Fort Vogelsang nach der Fertigstellung unweit des Ufers der Bucht Angra Pequena Aller Anfang war damals sehr schwer.
Quelle : Längin B.: Die deutschen Kolonien, In Treue fest, Deutsch Südwest
Zurück zur Landung des Handelsbevollmächtigten Vogelsang aus dem Hause Lüderitz in der Bucht von Angra Pequena. Herr Vogelsang hatte nach der Landung seine Mannschaft sofort angewiesen, eine vorgefertigte Faktorei – in der Art eines Tante-Emma-Ladens – zu bauen, damit er mit den dort lebenden Eingeborenen in den Tauschhandel treten konnte und nannte die Gebäude „Fort Vogelsang“.
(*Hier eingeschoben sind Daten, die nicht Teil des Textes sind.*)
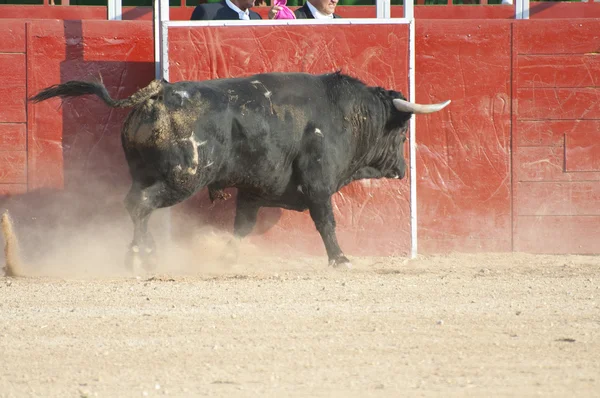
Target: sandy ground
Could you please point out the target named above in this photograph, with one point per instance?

Bald danach unternahm Herr Vogelsang einen fünftägigen Ritt ins Bethanierland, um dem Häuptling der Bethanier-Hottentotten einen Besuch abzustatten. Vermutlich hatten es die Geschenke des Herrn Vogelsang dem Kapitän der Bethanier-Hottentotten angetan, so dass beide in eine euphorische Stimmung kamen und sich während der Verhandlungen über Landerwerb einigten, dass Herr Vogelsang neben der gesamten Angra-Pequena-Bucht den dazugehörigen Küstenstreifen in Besitz der Firma Adolf Lüderitz nehmen durfte. Das geschah am 1. Mai 1883. Aber schon im August 1883 kam es zu einer zweiten Begegnung mit Kapitän Josef Fredericks. Bei diesem Landerwerbsvertrag vergrößerte sich der Lüderitz’sche Besitz beachtlich, immerhin vom Oranjefluss bis in den Norden zum 26. Breitengrad Süd und einer Breite ins Landesinnere von 20 geographischen Landmeilen, das hieß ca. 150 km. Der Preis für den Tausch waren Waren im Wert von 100 britischen Pfund Sterling und 200 Gewehre.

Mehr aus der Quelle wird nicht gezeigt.